Handwriting is slowly becoming a lost art form. Sadly, kids of this generation will never fully appreciate it. There’s a certain satisfaction that exists when pen meets paper. Handwriting has a life and a personality. It can exist in a space that is known and understood. It has to be crumbled up to be destroyed or crossed out to be removed. You can follow a pattern of thought through doodles and scratches.
My creative process is a lot like this:
I’ll write something only to stare at the blinking cursor staring back at me; it’s mocking me. I’ll write something, then erase it, write it again and repeat. It’s a vicious cycle of self-doubt, but it’s part my process.
I should preface, that I use the term “writer” loosely because my version of writing is a straight stream of consciousness.
Usually at late hours of the night stored in my iPhone’s memo pad. It’s a sacred place of nonsensical nothingness that feels profound and poetic in the moment, only to be read back in the daylight with utter embarrassment. Sometimes it’s musical, sometimes it’s almost funny. It doesn’t have any sense or purpose.

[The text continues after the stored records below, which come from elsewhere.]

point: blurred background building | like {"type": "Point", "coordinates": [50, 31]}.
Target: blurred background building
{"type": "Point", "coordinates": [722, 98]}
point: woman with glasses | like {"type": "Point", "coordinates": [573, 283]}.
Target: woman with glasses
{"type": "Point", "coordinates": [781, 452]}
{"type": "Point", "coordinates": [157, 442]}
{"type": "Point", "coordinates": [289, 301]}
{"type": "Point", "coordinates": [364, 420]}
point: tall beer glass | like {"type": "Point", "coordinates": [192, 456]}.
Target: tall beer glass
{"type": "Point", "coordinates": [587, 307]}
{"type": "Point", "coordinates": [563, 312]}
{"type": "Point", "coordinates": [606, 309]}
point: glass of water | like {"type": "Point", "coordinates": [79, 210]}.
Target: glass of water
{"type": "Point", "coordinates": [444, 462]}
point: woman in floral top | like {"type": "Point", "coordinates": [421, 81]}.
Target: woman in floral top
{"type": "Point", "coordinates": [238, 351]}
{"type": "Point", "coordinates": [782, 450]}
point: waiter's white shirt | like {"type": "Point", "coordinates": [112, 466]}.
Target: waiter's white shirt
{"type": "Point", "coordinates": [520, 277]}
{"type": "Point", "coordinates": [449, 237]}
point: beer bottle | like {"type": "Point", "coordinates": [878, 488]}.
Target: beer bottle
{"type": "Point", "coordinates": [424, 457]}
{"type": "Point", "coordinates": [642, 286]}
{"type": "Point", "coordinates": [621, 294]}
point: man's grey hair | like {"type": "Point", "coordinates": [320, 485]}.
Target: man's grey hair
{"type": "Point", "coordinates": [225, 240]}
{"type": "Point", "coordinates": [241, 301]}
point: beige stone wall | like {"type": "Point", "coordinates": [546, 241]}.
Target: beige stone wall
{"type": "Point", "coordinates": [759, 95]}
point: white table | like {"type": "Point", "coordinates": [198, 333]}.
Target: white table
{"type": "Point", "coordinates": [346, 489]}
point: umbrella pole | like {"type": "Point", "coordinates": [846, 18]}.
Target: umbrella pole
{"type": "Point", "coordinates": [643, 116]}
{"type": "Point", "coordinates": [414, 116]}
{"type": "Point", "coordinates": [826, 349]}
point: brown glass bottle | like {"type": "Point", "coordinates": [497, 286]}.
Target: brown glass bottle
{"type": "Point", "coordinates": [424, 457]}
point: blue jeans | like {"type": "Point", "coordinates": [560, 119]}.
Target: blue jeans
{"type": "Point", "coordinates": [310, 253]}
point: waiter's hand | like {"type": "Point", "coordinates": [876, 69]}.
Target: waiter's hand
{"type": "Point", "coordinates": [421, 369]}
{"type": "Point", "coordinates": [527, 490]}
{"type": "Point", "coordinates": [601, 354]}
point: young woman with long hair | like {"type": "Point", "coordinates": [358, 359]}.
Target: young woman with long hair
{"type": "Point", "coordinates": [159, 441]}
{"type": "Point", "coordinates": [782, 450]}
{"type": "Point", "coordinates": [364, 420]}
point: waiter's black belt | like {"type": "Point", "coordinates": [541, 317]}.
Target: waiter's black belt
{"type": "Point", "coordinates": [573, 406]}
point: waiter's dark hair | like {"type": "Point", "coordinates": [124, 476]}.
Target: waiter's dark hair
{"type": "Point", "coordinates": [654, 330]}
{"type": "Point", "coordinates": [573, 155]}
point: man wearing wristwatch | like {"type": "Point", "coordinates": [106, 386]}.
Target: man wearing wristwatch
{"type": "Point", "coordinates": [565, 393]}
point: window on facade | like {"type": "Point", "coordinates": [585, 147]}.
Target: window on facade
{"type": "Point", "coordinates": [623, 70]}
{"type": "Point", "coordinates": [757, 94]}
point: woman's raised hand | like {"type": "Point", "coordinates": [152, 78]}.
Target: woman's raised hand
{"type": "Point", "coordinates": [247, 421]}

Being a ‘writer’ is a beautiful cycle of self-doubt while trying to reassure yourself that those words you wrote just as you were falling asleep have meaning and purpose. But they don’t. The melody you had in mind is a recycled accidental cover of a Taylor Swift song you heard at a Walgreens while buying tampons.
Telling an original story is the goal but it feels impossible. Due to the fact that variations of the story you’re writing, reading or watching has probably happened to someone you know or a borrowed experience. There are roughly 8 basic plots that have existed since Shakespeare.
It’s up to you, as the writer, to figure out how far into the story you’re gonna kill your main character or the perfect moment for a car crash and who will get replaced by their long-lost yet, equally convenient identical twin to pop up just to keep it interesting.
Getting an idea is exciting because it comes with a rush of creativity. My brain tends to work faster than my ability to type it all out.
The relationship between an artist and its muse is both intimate and infuriating. It’s like a sword fighting match held in candlelight. It leads to an endless cycle of “Is this good (enough)?” It’s only on the good days that you can push through the self-doubt and make it feel like something.
As a writer, self-doubt is my domain.
It’s my comfort, which is weird. It shouldn’t be that way. It makes us think while simultaneously questioning our work in the hopes it will push us further. Self-doubt keeps me confined to my post-it size comfort zone. I’ve heard musicians talk about “writing a hit” and when it happens, you know and the song can’t flow out fast enough. The song is written in under 30 minutes. But I haven’t had that moment yet. Maybe because I want it too badly in the hopes of finding a purpose. Maybe because I know at the very least, I want it to matter. If it matters, let it matter.
When attempting to write music, the idea tends to linger; the lyrics get stuck in my head for days or resurface weeks later while serenading my shampoo bottles in the shower. “This is good”, I think to myself. Then seconds later “18 versions of this lyric exist already” “This lyric doesn’t have any actual meaning” “This is dramatic and awful” “Turn the lyric on its head, maybe you’ll find meaning in it then….ugh gross”. A very real glimpse into my thought process.
Overcoming self-doubt isn’t easy, you have to train yourself to believe whatever your creating is decent. Be realistic and set goals that are legitimately attainable for your writing. That doesn’t mean it’s awful, but serves no value putting it on a pedestal for the sake of your own ego. Don’t tell yourself it’s incredible because it’s probably not and nobody likes the person who thinks that highly of themselves. It’s revolting and pathetic. I have a deeply rooted pet peeve of people who put themselves on a solid gold soapbox because they think they’re amazing only to discover their soapbox is actually made of dirty tin foil.
You can’t consciously search for a muse in the hopes your idea will hit you in the face. Well, you can…but it’s cheating. A forced idea is rarely a good idea. It’s the moments where you forget a pen and want to scribble your idea on a napkin for the sake of nostalgia even though you have immediate access to your phone’s memo pad inches away from you that the muse will make its presence known. Then it flees again.
But you have to push through. It can be awkward and weird. It may start to feel borrowed or inorganic to the original concept but eventually, the idea will find its way home. It doesn’t help to mentally compete for your under-developed concept against an award-winning piece in the same category. It’s even harder to compete in a space where you already feel unoriginal.
Maybe it’s my own personal self-doubt talking, but anytime I think of ideas for anything my brain instantly shuts them down immediately. It’s become a fun internal dialogue I have with myself. Similar to the dialogue I have when I need to talk myself out of buying stuff I don’t need on Amazon.
I don’t understand why self-doubt plays such a key role in my process because I could definitely do without it. It has nothing to do with the quality of the idea itself or its storytelling potential, it’s just part of my muse.
My muse enjoys knocking me down a few pegs. It likes to keep me humble.